Like most central banks, the Riksbank runs 2 credit risk free payment systems:
one that supports commercial banks and another, cash, that supports both
companies and the general public.

The central bank's relationship with commercial banks isn't really affected by
this initiative. However, the thinking is that a credit risk free payment
system for the general public is still valuable for the reality/perception of
a stable financial system.

If cash (effectively) goes away then so does the second payment system. What
the Riksbank are doing is looking at alternatives that have the payment system
properties of cash but in a digital form.

As I understand it, they're looking at a couple of models. A digital cash
equivalent i.e. mostly anonymous peer to peer. And an account balance based
i.e. central banking accounts for joe public.

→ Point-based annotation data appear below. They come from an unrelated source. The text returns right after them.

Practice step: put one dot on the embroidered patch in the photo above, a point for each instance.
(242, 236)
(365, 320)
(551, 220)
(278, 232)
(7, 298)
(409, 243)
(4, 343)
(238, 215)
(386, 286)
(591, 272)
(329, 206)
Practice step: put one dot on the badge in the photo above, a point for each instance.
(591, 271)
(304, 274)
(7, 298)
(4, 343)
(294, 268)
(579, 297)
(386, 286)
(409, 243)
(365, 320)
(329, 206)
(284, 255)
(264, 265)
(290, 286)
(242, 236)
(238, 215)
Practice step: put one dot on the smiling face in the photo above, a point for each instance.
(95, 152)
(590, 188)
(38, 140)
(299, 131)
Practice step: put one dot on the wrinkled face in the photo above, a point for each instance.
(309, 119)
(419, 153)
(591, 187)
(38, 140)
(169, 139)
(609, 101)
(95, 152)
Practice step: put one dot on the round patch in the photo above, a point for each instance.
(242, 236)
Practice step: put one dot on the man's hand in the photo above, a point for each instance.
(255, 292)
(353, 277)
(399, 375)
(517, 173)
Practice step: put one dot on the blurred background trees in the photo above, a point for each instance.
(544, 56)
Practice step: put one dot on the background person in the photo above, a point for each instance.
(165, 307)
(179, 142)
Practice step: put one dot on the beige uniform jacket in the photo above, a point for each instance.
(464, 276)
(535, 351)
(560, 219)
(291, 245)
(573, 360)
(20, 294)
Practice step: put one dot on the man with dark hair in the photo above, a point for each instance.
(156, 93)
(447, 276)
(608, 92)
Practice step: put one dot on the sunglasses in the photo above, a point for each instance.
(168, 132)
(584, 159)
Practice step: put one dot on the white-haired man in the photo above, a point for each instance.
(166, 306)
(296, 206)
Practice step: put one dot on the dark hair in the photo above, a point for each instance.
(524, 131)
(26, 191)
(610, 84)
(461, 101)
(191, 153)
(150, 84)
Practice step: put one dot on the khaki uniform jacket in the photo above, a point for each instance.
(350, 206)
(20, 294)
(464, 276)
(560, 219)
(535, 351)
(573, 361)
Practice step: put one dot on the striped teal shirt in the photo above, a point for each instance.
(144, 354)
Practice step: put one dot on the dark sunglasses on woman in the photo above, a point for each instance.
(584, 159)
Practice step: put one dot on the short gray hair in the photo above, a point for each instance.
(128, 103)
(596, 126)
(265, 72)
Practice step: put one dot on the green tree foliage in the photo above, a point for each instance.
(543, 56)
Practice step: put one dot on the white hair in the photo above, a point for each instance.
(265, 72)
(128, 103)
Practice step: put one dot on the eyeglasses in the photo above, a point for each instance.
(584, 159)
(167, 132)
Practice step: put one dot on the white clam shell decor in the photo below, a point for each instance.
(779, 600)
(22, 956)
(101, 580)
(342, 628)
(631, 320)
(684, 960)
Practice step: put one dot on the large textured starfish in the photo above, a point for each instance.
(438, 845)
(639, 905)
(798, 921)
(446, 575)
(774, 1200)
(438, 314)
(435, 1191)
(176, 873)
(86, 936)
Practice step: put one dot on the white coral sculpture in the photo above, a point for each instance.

It's interesting work and, in my opinion, likely to be followed closely by
other central banks as I'm sure they are predicting similar dynamics in the
next 20-30 years.

------
kragen
This headline is goofy. Central banks have been using digital _electronic_
currencies for decades. The difference is that now they want to include all
Swedes in the electronic currency system, not just Swedish banks, as they have
been for decades. (And the claim that this uses "blockchain technology" is
just a lie; it's a centralized database. It's no more a blockchain than Git
is.)

I think this is a terrible idea given both the current appallingly bad state
of _unintended_ vulnerabilities in computer security and the appalling
_intended_ security vulnerabilities inherent in centralized architectures like
the one they're proposing.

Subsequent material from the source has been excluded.